Mas, de imediato, é preciso tratar dos tais 400 mil pedidos. E enquanto isso não estiver concluído, não se devia aceitar mais manifestações de interesse, para não fazer crescer o problema ou criar falsas expectativas.
Não querendo com isto dizer que se vão regularizar todos estes quase meio milhão de pedidos, pois é sabido que boa parte não consegue apresentar todos os documentos em ordem. De qualquer forma, todos os processos têm de ser analisados com justiça e à luz da lei por funcionários competentes. São vidas que estão em causa e algumas delas já vivem e trabalham no nosso país e estão em vias integração.
O ministro da Presidência, António Leitão Amaro, que ficou com esta tutela e a mais alta responsabilidade no tema, já prometeu apresentar “em breve” um plano para enfrentar esta problemática. A apreensão é grande e está essencialmente centrada na AIMA, que se viu a braços com um pesadelo para o qual ninguém a preparou – da exclusiva responsabilidade do Governo que a criou.
Além da situação com os imigrantes, também os data centers com as bases de dados para a segurança das fronteiras, da sua responsabilidade, colapsaram mais que uma vez na última semana, obrigando os polícias nos aeroportos a ter de verificar os passaportes manualmente.
Não é só a desejável integração que fica em causa, pela forma como estão a ser tratados os imigrantes, mas também a nossa segurança e a do espaço global da União Europeia. O contexto é grave, quase de “guerra”. O verão está à porta e, mais uma vez, os turistas vão chegar aos milhares e poderão deparar com filas intermináveis nas fronteiras, produzindo um rude golpe na nossa “galinha dos ovos de ouro”: o turismo.

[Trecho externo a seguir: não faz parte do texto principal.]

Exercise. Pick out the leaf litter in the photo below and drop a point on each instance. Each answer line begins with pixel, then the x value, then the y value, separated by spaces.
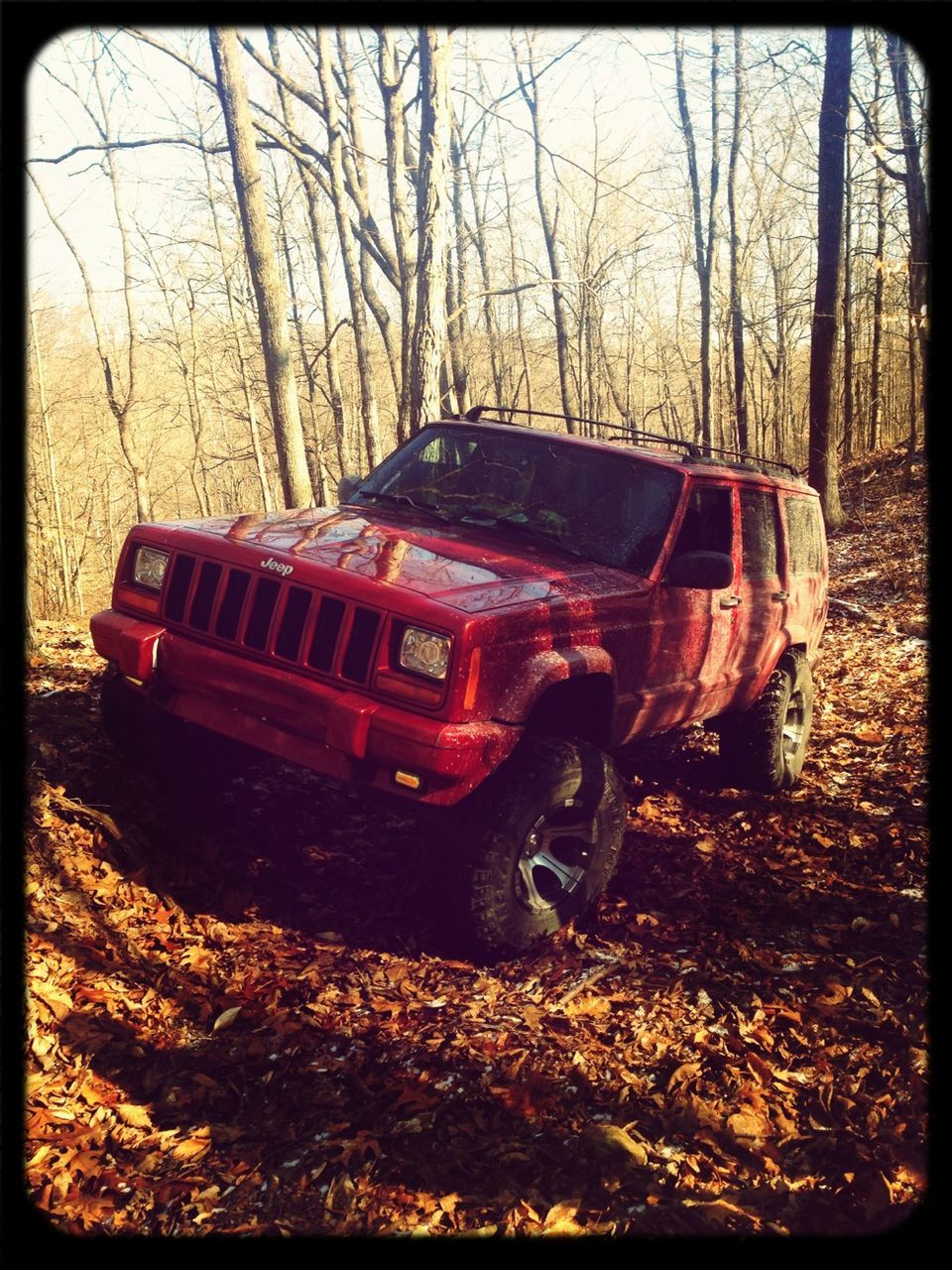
pixel 244 1016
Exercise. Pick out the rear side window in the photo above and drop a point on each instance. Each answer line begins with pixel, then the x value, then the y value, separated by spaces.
pixel 707 525
pixel 805 535
pixel 758 529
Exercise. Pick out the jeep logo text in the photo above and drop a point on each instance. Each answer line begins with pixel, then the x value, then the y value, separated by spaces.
pixel 271 563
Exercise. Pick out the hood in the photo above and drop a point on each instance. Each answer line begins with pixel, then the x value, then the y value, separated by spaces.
pixel 466 567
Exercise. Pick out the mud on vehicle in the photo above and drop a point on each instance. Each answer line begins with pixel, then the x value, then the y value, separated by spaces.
pixel 479 625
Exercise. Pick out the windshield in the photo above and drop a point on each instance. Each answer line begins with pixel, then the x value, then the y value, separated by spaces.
pixel 604 507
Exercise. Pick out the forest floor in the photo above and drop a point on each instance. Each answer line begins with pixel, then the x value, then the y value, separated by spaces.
pixel 240 1020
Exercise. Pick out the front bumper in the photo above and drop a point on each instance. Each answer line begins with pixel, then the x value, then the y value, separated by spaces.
pixel 340 733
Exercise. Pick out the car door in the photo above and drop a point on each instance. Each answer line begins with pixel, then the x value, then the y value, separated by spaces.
pixel 762 597
pixel 690 629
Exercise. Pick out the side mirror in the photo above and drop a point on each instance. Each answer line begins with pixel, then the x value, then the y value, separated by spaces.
pixel 347 486
pixel 706 571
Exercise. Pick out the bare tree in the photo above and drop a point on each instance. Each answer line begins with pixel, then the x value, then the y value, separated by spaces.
pixel 703 234
pixel 431 226
pixel 266 276
pixel 829 244
pixel 737 314
pixel 335 158
pixel 529 80
pixel 916 202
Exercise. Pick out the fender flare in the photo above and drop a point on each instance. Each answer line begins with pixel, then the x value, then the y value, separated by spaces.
pixel 547 668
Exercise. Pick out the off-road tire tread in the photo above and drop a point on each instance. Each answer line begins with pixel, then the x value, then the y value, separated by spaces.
pixel 490 816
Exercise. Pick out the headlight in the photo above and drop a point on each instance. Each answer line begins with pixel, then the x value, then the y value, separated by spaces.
pixel 425 653
pixel 149 568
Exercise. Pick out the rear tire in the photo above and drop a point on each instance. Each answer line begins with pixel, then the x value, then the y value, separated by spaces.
pixel 763 748
pixel 543 837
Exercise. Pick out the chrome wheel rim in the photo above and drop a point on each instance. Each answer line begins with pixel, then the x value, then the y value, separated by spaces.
pixel 555 856
pixel 793 724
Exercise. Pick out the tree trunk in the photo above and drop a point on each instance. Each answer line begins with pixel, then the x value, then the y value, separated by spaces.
pixel 263 266
pixel 62 562
pixel 740 407
pixel 848 305
pixel 529 86
pixel 358 313
pixel 829 243
pixel 703 238
pixel 431 226
pixel 918 208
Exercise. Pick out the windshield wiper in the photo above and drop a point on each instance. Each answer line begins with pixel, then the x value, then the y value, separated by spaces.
pixel 429 508
pixel 526 527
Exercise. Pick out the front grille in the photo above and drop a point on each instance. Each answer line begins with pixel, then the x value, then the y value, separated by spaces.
pixel 271 617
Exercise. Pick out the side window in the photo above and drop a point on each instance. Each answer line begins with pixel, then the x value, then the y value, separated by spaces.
pixel 758 530
pixel 803 535
pixel 708 524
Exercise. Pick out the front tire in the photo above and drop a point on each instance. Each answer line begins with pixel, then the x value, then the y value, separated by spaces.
pixel 765 747
pixel 543 841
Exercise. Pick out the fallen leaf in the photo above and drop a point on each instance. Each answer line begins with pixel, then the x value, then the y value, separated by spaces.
pixel 226 1019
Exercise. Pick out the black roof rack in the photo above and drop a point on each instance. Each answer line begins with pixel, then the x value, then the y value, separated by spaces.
pixel 622 432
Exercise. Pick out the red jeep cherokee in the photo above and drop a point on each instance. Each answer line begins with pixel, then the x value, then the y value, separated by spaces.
pixel 485 617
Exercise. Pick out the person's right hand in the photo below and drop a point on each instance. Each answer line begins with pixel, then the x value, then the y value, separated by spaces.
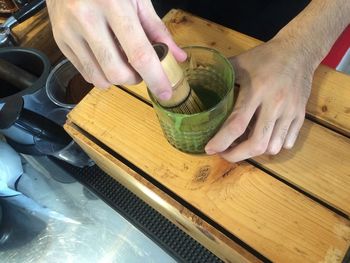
pixel 109 41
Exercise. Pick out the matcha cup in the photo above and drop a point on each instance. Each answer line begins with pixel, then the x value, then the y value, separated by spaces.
pixel 211 76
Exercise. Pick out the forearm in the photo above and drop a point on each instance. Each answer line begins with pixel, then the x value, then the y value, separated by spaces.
pixel 313 32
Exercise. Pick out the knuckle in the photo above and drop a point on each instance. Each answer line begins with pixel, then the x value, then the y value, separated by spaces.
pixel 118 76
pixel 288 146
pixel 140 58
pixel 273 150
pixel 237 127
pixel 259 148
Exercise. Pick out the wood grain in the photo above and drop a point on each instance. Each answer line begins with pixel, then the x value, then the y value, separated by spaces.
pixel 329 99
pixel 207 235
pixel 320 161
pixel 274 219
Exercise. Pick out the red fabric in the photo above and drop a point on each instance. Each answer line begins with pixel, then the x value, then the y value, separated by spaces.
pixel 338 50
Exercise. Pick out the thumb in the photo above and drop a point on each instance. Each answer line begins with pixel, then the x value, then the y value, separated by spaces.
pixel 156 30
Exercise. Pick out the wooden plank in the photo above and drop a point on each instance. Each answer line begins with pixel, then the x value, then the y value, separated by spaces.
pixel 320 161
pixel 207 235
pixel 274 219
pixel 329 99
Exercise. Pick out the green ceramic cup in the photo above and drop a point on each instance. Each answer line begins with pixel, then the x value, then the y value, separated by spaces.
pixel 211 76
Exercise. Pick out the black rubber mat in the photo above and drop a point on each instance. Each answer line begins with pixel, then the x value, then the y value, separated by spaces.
pixel 168 236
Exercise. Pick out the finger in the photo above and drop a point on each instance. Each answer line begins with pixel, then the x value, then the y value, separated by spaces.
pixel 69 54
pixel 257 143
pixel 279 134
pixel 109 57
pixel 157 31
pixel 236 123
pixel 294 131
pixel 138 49
pixel 88 61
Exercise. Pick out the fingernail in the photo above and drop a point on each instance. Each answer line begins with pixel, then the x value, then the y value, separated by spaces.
pixel 165 95
pixel 209 151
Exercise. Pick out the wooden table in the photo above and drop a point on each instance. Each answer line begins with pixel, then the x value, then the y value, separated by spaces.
pixel 293 207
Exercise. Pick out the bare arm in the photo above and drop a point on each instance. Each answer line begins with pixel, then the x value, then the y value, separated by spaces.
pixel 275 80
pixel 314 30
pixel 109 42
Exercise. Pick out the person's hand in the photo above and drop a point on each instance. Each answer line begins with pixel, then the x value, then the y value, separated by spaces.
pixel 109 42
pixel 275 83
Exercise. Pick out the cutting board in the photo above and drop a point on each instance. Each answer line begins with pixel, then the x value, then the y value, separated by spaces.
pixel 292 207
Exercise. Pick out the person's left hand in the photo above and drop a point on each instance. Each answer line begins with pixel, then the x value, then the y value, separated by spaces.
pixel 275 82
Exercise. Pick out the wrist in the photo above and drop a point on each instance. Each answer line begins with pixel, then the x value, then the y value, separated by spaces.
pixel 304 52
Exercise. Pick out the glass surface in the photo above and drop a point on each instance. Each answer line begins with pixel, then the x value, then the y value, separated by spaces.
pixel 58 220
pixel 211 76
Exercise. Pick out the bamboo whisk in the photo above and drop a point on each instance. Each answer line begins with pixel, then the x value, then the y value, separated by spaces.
pixel 184 100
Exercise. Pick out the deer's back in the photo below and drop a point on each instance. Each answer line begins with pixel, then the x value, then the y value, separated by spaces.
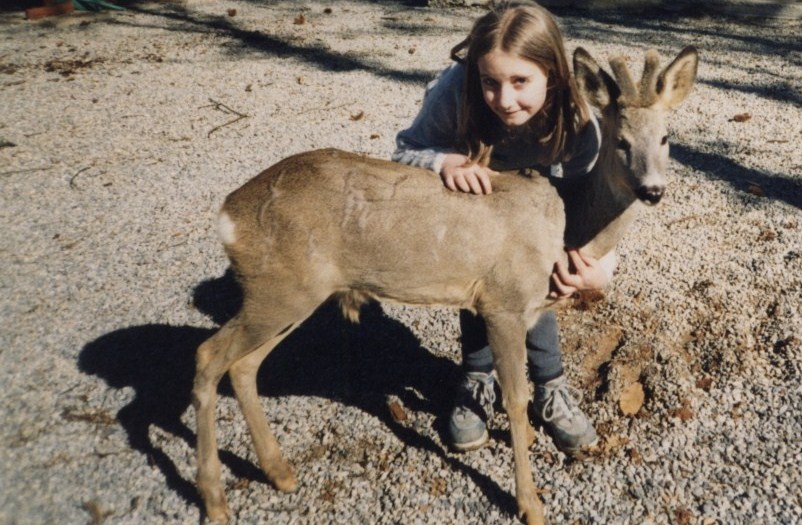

Já aqui escrevi sobre a criação de uma task force. Não sei se está no “plano” de Leitão Amaro, mas deixo pelo menos a sugestão de que a ministra da Justiça, Rita Júdice, seja envolvida. O ex-ministro da Administração Interna José Luís Carneiro conseguiu uma transferência sem polémicas dos inspetores do SEF para a Polícia Judiciária (PJ), com o apoio desta tutela. É também a PJ que está a apoiar os profissionais da PSP e da GNR nas fronteiras. Qualquer solução pode passar por Rita Júdice, sendo capaz de ser a chave para a solução do problema.
Depois de se interromper provisoriamente novas manifestações de interesse até se resolverem os processos pendentes, a task force dedicar-se-ia a concluir os processos pendentes. No Estado, incluindo nas polícias, há quem se disponha a trabalhar 24 sobre 24 horas para salvar vidas. Aqui, além de vidas, é uma questão de humanidade, de soberania e do que queremos ser como país.